Does this 404.jsp produce the http error code 404?

Pet peeve of mine when 404 pages return a 200 (cause then they get indexed by search engines)

-John

Allen Gilliland wrote:



Dave wrote:

On 12/1/06, Allen Gilliland <[EMAIL PROTECTED]> wrote:

After doing some debugging on a db connection leak problem I have found
that the problem is actually originating from our 404.jsp (and likely
our 403.jsp and error.jsp to a lesser degree). I'm not sure exactly why
the problem occurs, but for a while now we have been seen slow leaking
of db connections in our connection pool and after removing that custom
404.jsp the problem has gone away.

I imagine that most people haven't noticed this because it takes a fair
amount of traffic to tickle the problem.  It seems that it's not
occurring on all 404 responses, only under certain conditions.  In any
case I want to fix the problem in Roller and so there are 2 options ...

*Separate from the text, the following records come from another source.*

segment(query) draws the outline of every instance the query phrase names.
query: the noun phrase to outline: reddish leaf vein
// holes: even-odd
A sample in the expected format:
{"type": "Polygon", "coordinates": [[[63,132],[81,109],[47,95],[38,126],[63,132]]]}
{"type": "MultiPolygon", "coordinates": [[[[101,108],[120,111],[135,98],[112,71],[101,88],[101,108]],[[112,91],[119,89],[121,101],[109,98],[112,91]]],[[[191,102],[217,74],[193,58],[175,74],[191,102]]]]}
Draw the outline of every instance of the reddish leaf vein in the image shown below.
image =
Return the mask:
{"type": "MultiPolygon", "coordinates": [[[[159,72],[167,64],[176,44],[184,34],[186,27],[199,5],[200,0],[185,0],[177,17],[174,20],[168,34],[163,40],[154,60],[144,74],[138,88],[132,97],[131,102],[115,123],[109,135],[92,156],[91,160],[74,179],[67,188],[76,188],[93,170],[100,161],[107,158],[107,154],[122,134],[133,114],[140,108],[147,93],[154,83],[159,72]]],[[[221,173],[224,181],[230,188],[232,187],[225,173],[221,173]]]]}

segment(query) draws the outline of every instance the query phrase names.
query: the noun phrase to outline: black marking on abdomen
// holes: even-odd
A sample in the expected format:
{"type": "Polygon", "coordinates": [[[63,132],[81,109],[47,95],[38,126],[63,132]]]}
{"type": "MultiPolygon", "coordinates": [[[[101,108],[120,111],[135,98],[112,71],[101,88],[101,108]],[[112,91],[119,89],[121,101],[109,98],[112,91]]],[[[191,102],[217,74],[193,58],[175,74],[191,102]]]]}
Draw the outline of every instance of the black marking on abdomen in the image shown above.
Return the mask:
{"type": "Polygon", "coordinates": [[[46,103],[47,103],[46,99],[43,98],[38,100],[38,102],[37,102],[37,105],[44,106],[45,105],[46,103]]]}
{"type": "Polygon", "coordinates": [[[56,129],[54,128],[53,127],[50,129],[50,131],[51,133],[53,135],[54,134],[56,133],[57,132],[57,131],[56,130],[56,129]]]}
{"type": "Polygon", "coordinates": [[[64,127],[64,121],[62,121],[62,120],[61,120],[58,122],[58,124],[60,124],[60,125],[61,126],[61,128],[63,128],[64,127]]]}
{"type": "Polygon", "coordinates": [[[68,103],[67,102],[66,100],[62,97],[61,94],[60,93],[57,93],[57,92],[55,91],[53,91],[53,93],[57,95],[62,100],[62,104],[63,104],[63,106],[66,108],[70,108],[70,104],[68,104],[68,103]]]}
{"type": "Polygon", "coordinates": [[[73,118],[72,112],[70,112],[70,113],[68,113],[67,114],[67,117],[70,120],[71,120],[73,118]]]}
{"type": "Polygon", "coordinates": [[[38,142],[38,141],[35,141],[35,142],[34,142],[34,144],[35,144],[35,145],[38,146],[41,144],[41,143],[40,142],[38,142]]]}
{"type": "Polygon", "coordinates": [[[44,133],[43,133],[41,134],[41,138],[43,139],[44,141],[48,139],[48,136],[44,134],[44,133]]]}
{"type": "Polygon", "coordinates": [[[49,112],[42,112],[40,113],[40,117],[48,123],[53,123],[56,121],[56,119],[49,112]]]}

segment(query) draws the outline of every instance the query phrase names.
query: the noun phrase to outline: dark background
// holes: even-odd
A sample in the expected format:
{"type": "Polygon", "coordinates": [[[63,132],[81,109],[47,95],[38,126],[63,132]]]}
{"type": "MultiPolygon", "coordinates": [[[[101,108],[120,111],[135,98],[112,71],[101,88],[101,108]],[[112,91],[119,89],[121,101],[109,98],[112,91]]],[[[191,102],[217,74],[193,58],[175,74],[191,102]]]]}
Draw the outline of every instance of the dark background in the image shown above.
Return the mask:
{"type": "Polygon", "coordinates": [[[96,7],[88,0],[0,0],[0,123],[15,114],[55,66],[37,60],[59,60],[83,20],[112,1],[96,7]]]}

1. Remove the 404.jsp outright and just leave it up to users to
implement a custom 404 page if they want to.

2. Change the 404.jsp somehow to not cause the problem.  This would
basically mean simplifying it so that it doesn't require a db Session
like it does now.

Does anyone have any preference? I would probably vote for #1 because I
think that custom 404 pages are something users can do if they really
want them.  I have never found a lot of use for them.


I vote for #2. Roller should provide a nice happy 404 page right out
of the box. And I'd like to understand why a simple JSP Is causing a
connection leak.


I would like to know that too, but I don't really feel the need to spend too much time on it. I am fine with leaving the 404 page in there, but what I'm going to do is remove the tiles definitions and make the page more generic and not include the bannerStatus stuff. I don't think that stuff really fits with the 404 page anyways because 404s are generated from all over the application, not just in the UI.